In a Forsa survey featured in Die Welt on Thursday, 62% of Germans polled supported the “renewal and further expansion of the motorway and road network.” By contrast, only 33% said that such road expansions “should be avoided in favour of environmental and climate protection.”
Notably, the approval rate for road expansion is highest in small towns with under 20,000 inhabitants at 67%, compared to 59% in large metropolitan areas of more than 500,000 residents.
When broken down by political party, the highest support for road expansion was found among rightwing AfD party voters at 89%, compared to just 31% among Germany’s ruling Green Party.
Moreover, the vast majority of Germans polled said they preferred traditional fossil fuel cars to electric ones.

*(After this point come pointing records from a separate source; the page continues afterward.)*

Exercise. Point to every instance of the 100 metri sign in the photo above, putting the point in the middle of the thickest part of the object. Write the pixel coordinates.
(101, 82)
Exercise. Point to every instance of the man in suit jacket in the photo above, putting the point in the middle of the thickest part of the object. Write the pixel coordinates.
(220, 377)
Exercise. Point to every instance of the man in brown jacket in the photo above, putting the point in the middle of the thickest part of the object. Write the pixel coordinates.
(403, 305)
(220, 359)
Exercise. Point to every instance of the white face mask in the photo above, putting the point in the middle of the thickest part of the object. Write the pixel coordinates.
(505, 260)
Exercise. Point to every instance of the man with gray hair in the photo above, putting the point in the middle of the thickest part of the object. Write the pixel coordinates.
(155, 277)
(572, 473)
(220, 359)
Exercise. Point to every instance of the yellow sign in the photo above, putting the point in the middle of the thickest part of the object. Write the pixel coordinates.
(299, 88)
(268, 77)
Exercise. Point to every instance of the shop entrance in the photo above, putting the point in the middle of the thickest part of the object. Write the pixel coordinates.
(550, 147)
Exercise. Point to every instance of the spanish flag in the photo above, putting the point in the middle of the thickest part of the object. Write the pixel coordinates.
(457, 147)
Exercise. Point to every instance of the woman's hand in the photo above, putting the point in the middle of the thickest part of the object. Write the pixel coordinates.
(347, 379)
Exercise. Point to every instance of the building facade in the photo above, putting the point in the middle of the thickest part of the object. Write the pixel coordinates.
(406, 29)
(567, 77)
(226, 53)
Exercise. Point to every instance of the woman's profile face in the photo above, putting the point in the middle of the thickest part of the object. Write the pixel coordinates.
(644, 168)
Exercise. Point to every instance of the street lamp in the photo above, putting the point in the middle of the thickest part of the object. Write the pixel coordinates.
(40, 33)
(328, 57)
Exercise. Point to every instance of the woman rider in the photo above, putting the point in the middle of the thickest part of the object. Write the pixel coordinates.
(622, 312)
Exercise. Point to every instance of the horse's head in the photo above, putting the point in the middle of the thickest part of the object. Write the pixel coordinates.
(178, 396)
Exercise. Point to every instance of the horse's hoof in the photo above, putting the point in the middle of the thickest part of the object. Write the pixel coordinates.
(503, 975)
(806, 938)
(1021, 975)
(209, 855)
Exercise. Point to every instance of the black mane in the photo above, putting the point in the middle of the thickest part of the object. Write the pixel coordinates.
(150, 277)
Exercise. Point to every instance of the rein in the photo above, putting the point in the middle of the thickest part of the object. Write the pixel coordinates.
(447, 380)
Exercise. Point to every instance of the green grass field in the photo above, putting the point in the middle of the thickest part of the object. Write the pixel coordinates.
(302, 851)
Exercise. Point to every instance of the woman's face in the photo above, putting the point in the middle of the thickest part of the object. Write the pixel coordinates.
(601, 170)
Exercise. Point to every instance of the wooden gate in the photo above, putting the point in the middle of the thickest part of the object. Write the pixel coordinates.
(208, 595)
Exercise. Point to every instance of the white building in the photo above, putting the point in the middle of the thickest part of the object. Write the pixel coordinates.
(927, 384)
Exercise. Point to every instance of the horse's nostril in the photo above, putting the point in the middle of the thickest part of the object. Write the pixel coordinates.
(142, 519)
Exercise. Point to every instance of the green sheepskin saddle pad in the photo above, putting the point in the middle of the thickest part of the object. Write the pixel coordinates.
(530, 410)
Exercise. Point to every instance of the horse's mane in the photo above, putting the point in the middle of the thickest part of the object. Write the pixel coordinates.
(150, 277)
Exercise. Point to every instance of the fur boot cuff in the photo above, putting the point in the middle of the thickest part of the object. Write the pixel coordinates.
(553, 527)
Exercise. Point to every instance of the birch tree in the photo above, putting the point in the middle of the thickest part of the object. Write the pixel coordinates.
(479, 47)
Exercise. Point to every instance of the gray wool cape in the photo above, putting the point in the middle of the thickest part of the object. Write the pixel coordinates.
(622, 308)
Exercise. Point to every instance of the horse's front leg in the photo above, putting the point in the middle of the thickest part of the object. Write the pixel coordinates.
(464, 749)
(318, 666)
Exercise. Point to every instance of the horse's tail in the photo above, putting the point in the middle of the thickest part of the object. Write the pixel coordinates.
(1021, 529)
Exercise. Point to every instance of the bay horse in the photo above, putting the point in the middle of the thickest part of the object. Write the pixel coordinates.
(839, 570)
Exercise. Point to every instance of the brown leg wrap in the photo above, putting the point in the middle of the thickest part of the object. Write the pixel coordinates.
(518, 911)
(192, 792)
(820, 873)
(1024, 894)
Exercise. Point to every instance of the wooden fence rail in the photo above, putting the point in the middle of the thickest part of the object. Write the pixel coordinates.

In February of this year, only a minority of 33% said that “an internal combustion engine is no longer up to date,” while a large majority of 72% said they would “currently prefer a combustion engine to an electric car.”
Despite these stances, however, Die Welt makes clear that Germans are not entirely opposed to some transport reforms. In the summer of last year, the paper reports, a majority of 58% of respondents supported a speed limit of 130 kilometers per hour on German motorways. In Spring of the same year, 76% said they were in favour of expanding local public transport, while 61% percent said they were in favour of expanding bicycle lanes.
The news comes just months after Germany’s Green Party, which is part of the so-called “traffic light coalition” government, slumped significantly in the polls in April following a harsh winter of soaring energy costs. The party fell to 14.5% in the polls – behind the AfD – with Bild reporting that the party saw their worst poll result in 14 months.